Darren Waterston helps install 'Forest Eater'

Artist in Residence Darren Waterston spent a year traveling to Hawai‘i—visiting Volcano National Park and researching writings and images of volcanoes and Pele. The result is the two-venue exhibition Forest Eater, which will be on view at Spalding House (aka The Contemporary Museum) in Makiki Heights and in the Academy’s Holt Gallery. Waterston is at the museum today working with curator Inger Tully and installation designer Larry Maruya to install his show.

Last year, Waterston visited the Academy and selected 19th-century prints of western artists’ depictions of Hawai‘i Island volcanoes. Displayed alongside these prints will be Waterston’s own paintings of volcanoes. While he didn’t specifically use the old prints as a jumping off point, the dialogue between some of the works is uncanny and beautiful. There are two specific works I have in mind that have the exact same misty blue, but produced more than 100 years apart in time.
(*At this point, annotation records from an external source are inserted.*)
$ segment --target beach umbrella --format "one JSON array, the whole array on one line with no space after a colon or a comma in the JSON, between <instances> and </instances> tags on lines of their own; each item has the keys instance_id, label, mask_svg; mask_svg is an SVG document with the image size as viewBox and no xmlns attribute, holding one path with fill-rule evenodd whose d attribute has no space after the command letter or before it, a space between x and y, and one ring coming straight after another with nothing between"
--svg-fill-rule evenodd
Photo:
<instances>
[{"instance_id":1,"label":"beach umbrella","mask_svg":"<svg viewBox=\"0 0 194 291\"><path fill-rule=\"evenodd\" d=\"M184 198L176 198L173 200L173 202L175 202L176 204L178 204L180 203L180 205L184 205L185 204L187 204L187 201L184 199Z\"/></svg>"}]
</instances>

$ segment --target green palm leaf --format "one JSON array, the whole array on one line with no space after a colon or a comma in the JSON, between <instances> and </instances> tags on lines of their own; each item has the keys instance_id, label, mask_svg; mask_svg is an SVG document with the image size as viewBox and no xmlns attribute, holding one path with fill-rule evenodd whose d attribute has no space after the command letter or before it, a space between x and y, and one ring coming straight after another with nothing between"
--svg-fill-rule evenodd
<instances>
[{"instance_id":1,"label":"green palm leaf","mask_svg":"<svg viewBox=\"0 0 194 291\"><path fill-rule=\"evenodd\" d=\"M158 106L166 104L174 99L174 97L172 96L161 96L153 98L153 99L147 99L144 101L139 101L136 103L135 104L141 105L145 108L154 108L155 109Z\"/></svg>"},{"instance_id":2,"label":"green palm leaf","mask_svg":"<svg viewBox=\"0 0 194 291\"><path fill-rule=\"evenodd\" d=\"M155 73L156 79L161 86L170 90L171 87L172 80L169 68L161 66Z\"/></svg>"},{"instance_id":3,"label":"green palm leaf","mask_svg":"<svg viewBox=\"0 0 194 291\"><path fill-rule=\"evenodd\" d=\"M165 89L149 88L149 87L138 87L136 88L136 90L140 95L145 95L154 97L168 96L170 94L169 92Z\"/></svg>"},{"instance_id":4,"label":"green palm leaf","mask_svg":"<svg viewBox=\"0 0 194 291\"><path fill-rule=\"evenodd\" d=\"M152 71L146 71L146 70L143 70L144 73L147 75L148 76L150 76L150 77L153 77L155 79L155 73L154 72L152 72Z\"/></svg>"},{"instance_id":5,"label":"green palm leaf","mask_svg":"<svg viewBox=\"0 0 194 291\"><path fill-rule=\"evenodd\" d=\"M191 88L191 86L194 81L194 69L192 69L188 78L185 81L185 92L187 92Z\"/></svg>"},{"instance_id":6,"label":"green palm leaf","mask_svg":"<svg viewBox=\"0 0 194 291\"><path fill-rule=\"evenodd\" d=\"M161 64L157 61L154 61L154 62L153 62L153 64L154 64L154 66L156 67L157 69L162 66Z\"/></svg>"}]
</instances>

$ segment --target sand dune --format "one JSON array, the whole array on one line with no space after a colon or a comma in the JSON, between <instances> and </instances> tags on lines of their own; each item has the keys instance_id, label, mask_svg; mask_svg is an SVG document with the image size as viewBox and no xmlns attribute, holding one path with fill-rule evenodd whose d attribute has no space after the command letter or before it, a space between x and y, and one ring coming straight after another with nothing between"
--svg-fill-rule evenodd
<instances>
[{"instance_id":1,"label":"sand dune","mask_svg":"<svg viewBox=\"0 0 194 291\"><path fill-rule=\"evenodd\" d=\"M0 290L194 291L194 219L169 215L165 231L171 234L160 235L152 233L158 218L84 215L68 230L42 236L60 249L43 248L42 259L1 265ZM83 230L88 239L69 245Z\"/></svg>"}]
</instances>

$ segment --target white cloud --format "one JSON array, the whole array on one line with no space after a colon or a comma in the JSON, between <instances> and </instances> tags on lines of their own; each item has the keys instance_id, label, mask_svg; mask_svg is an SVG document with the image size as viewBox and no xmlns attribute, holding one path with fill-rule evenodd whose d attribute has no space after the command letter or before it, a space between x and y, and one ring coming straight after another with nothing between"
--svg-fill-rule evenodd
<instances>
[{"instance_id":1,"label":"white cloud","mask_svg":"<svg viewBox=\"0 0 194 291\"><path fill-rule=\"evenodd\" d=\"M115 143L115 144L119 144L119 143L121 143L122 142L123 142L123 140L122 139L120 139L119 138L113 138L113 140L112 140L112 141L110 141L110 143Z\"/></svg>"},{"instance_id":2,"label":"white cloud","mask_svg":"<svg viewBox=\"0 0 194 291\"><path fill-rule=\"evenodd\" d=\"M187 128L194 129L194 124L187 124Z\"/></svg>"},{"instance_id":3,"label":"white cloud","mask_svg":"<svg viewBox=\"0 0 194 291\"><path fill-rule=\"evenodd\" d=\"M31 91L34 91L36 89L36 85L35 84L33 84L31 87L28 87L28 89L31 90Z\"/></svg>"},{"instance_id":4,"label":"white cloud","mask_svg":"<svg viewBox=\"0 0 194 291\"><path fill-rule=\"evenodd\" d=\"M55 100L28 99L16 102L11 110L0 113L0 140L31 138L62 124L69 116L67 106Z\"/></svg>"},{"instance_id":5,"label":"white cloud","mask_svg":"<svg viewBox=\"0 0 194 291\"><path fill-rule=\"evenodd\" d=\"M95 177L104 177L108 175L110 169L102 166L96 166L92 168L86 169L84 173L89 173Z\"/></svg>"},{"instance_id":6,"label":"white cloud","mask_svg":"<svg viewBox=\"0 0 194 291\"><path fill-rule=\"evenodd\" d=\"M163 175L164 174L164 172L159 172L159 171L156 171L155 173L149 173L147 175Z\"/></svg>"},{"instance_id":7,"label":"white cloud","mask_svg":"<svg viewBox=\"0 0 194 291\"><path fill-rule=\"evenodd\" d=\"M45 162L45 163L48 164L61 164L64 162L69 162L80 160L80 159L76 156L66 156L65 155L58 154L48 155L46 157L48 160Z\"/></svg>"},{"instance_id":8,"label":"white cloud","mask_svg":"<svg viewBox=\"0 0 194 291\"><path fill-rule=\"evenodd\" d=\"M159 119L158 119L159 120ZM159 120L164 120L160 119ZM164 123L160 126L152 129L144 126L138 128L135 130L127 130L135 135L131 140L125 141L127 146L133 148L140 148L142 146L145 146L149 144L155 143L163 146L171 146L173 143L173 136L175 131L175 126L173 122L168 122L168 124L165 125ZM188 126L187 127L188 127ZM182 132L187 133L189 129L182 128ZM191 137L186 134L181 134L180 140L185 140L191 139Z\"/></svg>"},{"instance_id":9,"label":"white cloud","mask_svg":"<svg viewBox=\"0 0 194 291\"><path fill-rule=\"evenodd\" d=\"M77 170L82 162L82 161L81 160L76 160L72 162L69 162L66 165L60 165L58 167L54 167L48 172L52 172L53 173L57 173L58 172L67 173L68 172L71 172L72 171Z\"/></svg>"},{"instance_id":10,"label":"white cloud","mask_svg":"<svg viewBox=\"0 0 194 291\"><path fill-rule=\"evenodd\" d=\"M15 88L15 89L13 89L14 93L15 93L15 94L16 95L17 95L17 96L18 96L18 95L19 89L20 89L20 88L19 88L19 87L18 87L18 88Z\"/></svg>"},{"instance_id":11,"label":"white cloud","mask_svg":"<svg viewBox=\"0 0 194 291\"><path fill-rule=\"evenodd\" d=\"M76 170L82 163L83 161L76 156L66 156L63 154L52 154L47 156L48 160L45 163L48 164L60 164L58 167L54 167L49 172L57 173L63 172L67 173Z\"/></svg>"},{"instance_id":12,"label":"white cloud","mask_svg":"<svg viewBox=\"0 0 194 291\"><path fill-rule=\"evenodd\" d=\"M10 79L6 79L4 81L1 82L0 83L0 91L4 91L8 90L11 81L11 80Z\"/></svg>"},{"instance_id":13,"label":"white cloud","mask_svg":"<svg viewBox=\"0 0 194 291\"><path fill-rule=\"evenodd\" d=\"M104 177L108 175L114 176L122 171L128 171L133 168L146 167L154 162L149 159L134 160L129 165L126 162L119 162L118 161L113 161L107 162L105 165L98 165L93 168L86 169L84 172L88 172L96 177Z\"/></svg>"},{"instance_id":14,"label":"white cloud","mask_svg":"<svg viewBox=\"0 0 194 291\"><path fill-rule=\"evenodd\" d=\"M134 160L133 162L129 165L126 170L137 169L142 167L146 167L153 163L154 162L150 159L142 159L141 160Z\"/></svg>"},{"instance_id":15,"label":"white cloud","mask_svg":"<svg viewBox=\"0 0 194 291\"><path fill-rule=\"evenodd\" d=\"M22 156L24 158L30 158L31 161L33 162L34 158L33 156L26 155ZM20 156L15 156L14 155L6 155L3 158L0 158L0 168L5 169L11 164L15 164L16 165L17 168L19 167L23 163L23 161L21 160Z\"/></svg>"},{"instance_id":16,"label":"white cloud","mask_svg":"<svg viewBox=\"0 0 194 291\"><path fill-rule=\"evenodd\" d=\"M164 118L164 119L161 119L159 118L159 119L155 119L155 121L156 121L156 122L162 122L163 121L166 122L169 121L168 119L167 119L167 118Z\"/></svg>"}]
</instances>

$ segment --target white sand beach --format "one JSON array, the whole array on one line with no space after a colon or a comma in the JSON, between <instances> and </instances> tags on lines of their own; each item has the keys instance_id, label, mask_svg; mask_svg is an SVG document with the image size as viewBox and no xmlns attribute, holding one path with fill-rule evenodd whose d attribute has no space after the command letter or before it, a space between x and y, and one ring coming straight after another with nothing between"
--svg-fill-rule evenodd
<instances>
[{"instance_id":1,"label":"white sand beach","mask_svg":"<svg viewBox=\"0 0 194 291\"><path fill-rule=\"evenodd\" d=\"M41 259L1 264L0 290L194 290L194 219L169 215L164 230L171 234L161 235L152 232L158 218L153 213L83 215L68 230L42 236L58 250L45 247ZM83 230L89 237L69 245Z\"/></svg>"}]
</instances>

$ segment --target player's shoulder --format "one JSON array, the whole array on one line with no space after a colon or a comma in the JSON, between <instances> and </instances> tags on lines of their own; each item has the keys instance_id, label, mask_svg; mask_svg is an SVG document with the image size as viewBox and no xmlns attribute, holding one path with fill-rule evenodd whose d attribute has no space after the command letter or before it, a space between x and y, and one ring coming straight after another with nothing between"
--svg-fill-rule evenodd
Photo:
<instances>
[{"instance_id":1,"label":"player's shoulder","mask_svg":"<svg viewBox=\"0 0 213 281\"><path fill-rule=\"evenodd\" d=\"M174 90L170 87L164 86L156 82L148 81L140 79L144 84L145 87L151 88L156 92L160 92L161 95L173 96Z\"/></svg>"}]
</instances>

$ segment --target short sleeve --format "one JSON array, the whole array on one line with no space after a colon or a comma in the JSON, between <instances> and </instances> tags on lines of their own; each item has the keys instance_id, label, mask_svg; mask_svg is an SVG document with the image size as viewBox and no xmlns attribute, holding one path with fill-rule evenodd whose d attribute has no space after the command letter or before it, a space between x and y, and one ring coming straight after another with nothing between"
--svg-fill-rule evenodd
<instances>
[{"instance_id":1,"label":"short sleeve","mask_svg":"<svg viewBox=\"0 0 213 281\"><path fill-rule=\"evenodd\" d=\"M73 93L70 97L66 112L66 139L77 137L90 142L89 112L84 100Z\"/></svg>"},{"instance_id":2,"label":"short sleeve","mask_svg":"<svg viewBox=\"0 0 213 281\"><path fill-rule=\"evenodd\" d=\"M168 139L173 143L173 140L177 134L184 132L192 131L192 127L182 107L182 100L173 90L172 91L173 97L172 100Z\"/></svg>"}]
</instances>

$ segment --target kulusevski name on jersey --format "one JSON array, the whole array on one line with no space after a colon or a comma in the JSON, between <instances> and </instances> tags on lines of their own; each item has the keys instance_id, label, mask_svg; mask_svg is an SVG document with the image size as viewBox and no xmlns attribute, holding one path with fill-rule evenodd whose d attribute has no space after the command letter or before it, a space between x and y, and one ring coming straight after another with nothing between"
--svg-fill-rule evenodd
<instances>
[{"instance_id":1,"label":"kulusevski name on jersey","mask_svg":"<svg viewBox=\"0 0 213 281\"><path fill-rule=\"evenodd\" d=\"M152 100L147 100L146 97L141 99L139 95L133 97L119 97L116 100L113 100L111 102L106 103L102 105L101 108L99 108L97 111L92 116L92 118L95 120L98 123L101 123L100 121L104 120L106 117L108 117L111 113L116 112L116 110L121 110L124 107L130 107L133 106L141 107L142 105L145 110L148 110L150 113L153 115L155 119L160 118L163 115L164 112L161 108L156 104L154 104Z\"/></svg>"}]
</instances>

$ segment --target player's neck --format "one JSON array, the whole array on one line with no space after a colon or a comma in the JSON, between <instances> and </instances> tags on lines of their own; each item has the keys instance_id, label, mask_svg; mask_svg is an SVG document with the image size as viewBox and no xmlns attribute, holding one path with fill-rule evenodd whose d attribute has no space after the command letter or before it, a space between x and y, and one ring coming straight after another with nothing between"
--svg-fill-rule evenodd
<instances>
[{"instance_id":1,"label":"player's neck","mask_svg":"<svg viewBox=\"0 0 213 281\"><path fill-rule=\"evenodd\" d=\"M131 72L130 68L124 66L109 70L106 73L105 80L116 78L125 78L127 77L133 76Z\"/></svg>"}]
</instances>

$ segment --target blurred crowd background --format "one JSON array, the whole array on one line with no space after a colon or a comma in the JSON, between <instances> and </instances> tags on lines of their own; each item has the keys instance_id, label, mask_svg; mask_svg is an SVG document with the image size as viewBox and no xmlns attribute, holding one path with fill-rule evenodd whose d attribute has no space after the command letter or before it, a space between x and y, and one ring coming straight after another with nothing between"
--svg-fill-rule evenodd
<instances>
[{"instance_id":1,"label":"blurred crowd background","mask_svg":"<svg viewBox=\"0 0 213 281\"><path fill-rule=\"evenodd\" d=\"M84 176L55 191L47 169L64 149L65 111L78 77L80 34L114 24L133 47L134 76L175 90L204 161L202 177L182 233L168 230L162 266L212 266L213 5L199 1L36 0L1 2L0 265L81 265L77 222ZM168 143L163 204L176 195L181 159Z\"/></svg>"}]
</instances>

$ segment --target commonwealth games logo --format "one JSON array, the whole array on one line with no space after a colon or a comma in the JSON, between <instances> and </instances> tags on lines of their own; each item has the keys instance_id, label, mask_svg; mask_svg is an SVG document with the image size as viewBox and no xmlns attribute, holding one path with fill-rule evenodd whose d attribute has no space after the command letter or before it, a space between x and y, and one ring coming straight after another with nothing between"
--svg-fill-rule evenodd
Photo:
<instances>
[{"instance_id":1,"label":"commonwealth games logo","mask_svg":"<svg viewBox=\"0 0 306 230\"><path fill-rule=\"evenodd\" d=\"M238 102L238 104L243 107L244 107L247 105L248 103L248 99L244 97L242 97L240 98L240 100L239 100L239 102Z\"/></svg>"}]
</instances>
At the center of the Holt Gallery will be an incredible sculpture that looks like it’s made of lava, but is actually an armature coated in a foam substance. Waterston did a lot of experimentation to get the foam formula just right. The resulting work is just incredible—a slice of lava landscape with delicate tendrils extending from it. Like a giant lava anemone.

Forest Eater, May 27-October 2, 2011.